PROVIDENCE — Immaculée Ilibagiza remembers the day her life, and the lives of all her fellow Rwandans, changed. She was home from the National University of Rwanda on Easter break in 1994 when her brother came into her room and told her President Juvenal Habyarimana had been assassinated.
“It was so clear. I looked through the window, it was almost like the sky had changed color. It was a clear cut from the past to the future,” she said.
Over the next three months, approximately 800,000 people, including most of Ilibagiza’s family, were killed in the ensuing genocide as Hutu extremists incited violence against Tutsi citizens and moderate Hutus. She survived by sheltering with seven other women in the bathroom of a local pastor’s house for 91 days. She attributes her emotional survival to her Catholic faith and her learning to trust God through the traumatic experience, a story she shared in her best-selling book “Left to Tell: Discovering God Amidst the Rwandan Holocaust” and during a presentation sponsored by St. Patrick Academy at McVinney Auditorium on Tuesday, October 10.
“I came to forgive because it was really painful actually to be angry and through that pain I begged God to help me,” she told the audience gathered to hear her witness.
Ilibagiza was born to a Catholic family in a small village of Rwanda, a country whose colonial history left it simmering with ethnic tensions and political unrest. She was 11 years old when schoolgirls in the southern Rwandan town of Kibeho first reported seeing visions of the Virgin Mary, an apparition later approved by the local bishop and venerated as Our Lady of Kibeho. The vision warned of violence and war, a message many saw fulfilled in the massacre sparked by President Habyarimana’s assassination in the next decade.
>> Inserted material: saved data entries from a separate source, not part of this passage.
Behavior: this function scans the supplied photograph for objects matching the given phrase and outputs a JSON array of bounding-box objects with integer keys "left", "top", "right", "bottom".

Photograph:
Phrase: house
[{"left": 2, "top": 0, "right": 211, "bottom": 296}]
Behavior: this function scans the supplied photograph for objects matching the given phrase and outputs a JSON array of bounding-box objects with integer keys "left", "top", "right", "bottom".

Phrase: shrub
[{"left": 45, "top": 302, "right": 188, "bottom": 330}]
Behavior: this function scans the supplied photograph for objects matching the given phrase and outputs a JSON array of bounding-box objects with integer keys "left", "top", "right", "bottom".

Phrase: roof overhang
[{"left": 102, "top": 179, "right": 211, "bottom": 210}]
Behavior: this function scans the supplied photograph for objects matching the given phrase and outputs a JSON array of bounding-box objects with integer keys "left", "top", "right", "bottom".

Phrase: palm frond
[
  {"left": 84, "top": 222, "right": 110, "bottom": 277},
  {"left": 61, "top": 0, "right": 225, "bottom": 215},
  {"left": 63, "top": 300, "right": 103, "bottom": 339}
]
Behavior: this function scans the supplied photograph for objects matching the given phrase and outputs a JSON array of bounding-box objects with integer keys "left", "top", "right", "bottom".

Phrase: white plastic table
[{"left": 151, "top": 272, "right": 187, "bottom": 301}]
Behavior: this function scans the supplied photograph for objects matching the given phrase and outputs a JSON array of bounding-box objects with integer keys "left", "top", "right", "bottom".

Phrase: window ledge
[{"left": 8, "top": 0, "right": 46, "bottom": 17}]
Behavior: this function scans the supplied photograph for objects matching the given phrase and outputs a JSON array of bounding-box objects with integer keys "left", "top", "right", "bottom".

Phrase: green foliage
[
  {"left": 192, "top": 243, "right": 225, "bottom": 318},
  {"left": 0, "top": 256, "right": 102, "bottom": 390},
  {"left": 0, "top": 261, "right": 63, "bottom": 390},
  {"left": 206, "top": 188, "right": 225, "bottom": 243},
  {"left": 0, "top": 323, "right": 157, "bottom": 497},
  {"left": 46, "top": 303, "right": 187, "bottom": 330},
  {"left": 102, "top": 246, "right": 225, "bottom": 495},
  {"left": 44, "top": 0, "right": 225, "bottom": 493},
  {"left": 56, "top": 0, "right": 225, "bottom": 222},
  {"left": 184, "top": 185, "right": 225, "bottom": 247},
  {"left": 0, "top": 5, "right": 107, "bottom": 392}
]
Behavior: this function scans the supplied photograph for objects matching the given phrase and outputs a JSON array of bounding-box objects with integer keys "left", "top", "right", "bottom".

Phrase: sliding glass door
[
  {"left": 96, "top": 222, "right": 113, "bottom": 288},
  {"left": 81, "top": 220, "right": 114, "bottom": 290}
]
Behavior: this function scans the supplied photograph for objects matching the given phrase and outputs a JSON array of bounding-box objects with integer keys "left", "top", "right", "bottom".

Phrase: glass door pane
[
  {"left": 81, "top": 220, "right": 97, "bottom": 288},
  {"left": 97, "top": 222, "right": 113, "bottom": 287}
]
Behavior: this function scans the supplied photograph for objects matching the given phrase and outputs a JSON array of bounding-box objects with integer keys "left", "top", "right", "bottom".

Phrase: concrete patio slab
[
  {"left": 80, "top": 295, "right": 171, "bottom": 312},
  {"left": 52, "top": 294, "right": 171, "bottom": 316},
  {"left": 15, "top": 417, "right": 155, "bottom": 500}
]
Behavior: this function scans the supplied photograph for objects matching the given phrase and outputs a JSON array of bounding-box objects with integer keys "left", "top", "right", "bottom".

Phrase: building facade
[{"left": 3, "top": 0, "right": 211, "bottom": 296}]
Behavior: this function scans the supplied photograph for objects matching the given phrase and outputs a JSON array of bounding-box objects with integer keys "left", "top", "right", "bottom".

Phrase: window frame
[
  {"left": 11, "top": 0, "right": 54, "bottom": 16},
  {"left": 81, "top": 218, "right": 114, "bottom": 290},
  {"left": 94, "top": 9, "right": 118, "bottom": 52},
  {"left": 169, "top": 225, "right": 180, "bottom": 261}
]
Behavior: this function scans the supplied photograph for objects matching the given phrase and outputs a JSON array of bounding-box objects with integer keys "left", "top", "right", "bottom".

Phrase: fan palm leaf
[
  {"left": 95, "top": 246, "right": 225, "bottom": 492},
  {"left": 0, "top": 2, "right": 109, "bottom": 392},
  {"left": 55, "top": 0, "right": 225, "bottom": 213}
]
“When my brother told me, I thought, that’s it, that’s what Our Lady was saying,” recalled Ilibagiza.
During the next few days, the Tutsi population of her village gathered in fear as they anticipated the arrival of the wave of violence sweeping across the country. Her father spoke with the villagers, encouraging members of all faiths to ask God’s mercy for their sins. As extremists approached, she followed her father’s instructions to run to the house of the pastor and seek shelter, turning around as she walked away to see her father consoling the village with his rosary in his hand.
“Thank God for that because in my heart I still have that last image where my Dad was standing with my mom and my brothers,” she recalled.
In the bathroom where she sheltered for the next three months, Ilibagiza experienced a crisis of faith, first doubting God and then believing without reserve in his presence even through the horrific events. She found solace in the rosary and scripture but was troubled by the parts of the Bible that asked forgiveness for one’s enemies. She began skipping the part of the “Our Father” that promises forgiveness for “those who trespass against us,” realizing she couldn’t in good faith offer forgiveness to the people she hated for what they had done to her family.
“Every page I opened, I felt like it was telling me, ‘Pray for your enemies,’ and I would close the page,” she remembered. “My prayers were, ‘Kill them before they kill me,’ and I thought I was praying.”
Eventually, through meditation on the suffering of Christ, she was able to let go of her anger and trust in God to lead her to reconciliation. She recalled one day in the bathroom, praying the sorrowful mysteries of the rosary, when she felt the peace of forgiveness flooding through her.
“All of a sudden, it became clear and I realized I wasn’t any better than them. It was like a huge luggage was lifted from my shoulders,” she said. “I felt so much peace. I felt freedom.”
Through the remainder of her talk, Ilibagiza recounted her experiences after the genocide, including the confirmation of the deaths of her family, life in a refugee camp, securing a job with the United Nations and her move to the United States in 1998. As the country began to rebuild itself, she visited a prison where she met the man responsible for the deaths of her mother and one of her brothers and offered him her forgiveness.
“It is truly by the grace of God that I’m standing here,” she told the crowd.
By sharing her story and message of forgiveness and trust in God, Ilibagiza hopes to offer witness not only to the importance of faith but also to the power of forgiveness and need to reconcile with others in a divided world. She encouraged those gathered to rely on Mary for her intercession in times of difficulty and urged them to pray the rosary, particularly the Rosary of the Seven Sorrows requested by Our Lady of Kibeho.
“You love her, you put your whole life into her hands to guide you to heaven, she will find a way,” said Ilibagiza.
For those in attendance, her story of faith offered a powerful witness of her experiences. Mary Arpander, a parishioner at St. Rocco Church, Johnston, said that for her, Ilibagiza’s emphasis on forgiveness was the most impactful part of her talk.
“I just thought always the message of forgiveness for someone who went through so much, just to hear her say that,” she reflected following the presentation.
Claire Briggs, a parishioner at St. Michael Church, Smithfield, who read Ilibagiza’s book and was familiar with her story prior to the event, said learning the speaker’s experiences had changed the way she prayed.
“I have to say I was not a rosary person, but I have fallen in love with the rosary because of her,” she said.